Good Hearted Business Owner & Systemic Systems
Systemic systems are the systems you have inside your business, whether you're aware of them or not (inventory management, client/data management, passing information from one person to another within your team, how your accounting gets done, how your product is delivered, etc.). In relationship to branding, your systems cultivate the branding your business has. But beyond being a high or low-cost service and matching the level of customer service to my product, your systems are built around being a good-hearted owner. I suspect that your systems are built for a higher product than that which you offer.
Does your product cost $20 but you're available to support that product and the customer who bought it, for hours at a time? Your system then, isn't in line with the level of product or service you offer; you're over-delivering. You can determine whether you're over-delivering by starting on either side of the customer service process. Start with the product--producing, packaging, and delivering the product and the receipt of and customer support of that product. Or, start with the customer service, move backward toward your product, how you obtained the product, the research, and development it took to create the product, and how you market and finance the product. What are the systems associated with each step of your product? Answering that question will show you the systems that encompass about 80% of your systemic systems. Beyond that includes internal systems having to do with your business management systems such as your accounting and finance behind the work, and your employee management system.

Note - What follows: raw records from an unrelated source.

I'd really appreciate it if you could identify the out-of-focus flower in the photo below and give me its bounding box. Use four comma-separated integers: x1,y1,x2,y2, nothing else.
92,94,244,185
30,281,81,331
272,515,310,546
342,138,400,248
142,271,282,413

Most good-hearted business owners overdeliver by providing a high level of customer service on low-margin products.
You set yourself and your business up when you operate by overdelivering. Ground your parameters inside of what the business needs for the business to have a win. Take the example of mow and blow gardeners? For $100 a month you pay a company who shows up with a 2-man team and in 15-20 minutes they cut your grass and blow away the leaves and cut grass. That 2-man team is making $20 every twenty minutes at best. Of course, there's travel and packing/unpacking time in between so they're probably making about $40 per hour if they're able to get two locations cut in an hour which is $20 per person an hour. My gardener had a team of 5 people but he cut three houses per street. If he slows down his system or his houses are further apart and he has to drive in between, he's losing those 20 minutes and $20 per hour. His overhead is low but he has employees to pay, equipment to buy and fix, gas, etc. His product has a low price point which means his systems being effective are crucial. For your business to have a healthy bottom line it gets the right clients it needs and that it's not giving out too much and therefore unable to sustain itself. Your business should have a healthy 3-month reserve account.
Your vision sets up your systems. Where inside your systems do you have things set up for a win? Good-hearted business owners tend to have weak internal systems because their time and study has been spent in their industry and creating a quality product and good customer service around that product. Generally, I find that good-hearted business owners take better care of others that they take care of themselves. These are people whose internal business systems might be weak because they don't protect the business like they don't protect themselves. These are people who don't pay for a bookkeeper, who don't have a mapped out process of delivery of your product.
My advice for those business owners is to think of your business as a private entity, then it will feel less selfish to say, "I'm going to make sure my business wins" instead of "I'm going to make sure I win." You opened the business, so your commitment to yourself, your employees, and clients are for your business to continue, you must protect the business systems inside it.